Future directions The pan-London study specifically intends to examine inner city UK practices against US fidelity criteria for assertive community treatment. Initial team-sampling for this study and preliminary findings from Working Together in London suggest a spectrum of assertive outreach provision that may be different from the more narrowly defined US models. This is of particular interest since the panLondon study has sampled all teams, the majority of which were not developed as model services for the purpose of clinical trials. Description of the key dimensions by which they differ is an anticipated outcome of current research. It is further hoped that by examining these differences in relation to client outcomes, we will learn something of the critical components of assertive outreach provision within the British context.

An important implication of the work to date is the need for a 'whole systems' approach to the development and operation of teams. We would contend that while assertive outreach teams are necessary components of contemporary care, the sufficient condition is their place and integrated function within a complex environment of health and social care provision.

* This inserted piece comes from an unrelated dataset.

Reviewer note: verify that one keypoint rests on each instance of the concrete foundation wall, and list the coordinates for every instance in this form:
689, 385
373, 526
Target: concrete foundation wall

A specific emergent challenge is the interface between the main clinical priorities within the NHS plan, assertive outreach, crisis resolution and early intervention teams.

Despite the wealth of London research, many questions will remain unanswered. Given the spectrum of provision, different combinations of client and programme characteristics will probably be associated with different outcomes. So, for example, teams that target young people might employ family interventions as a first line of treatment, in combination with medication.

Key points

The NHS plan proposed the establishment of 220 specialist assertive outreach teams for people with serious mental illness by 2003.

Research on the development of these teams in London shows that diverse models are in operation.

Some focus on medication administration, others on psychosocial needs.

It is important that these teams are incorporated into the spectrum of care services.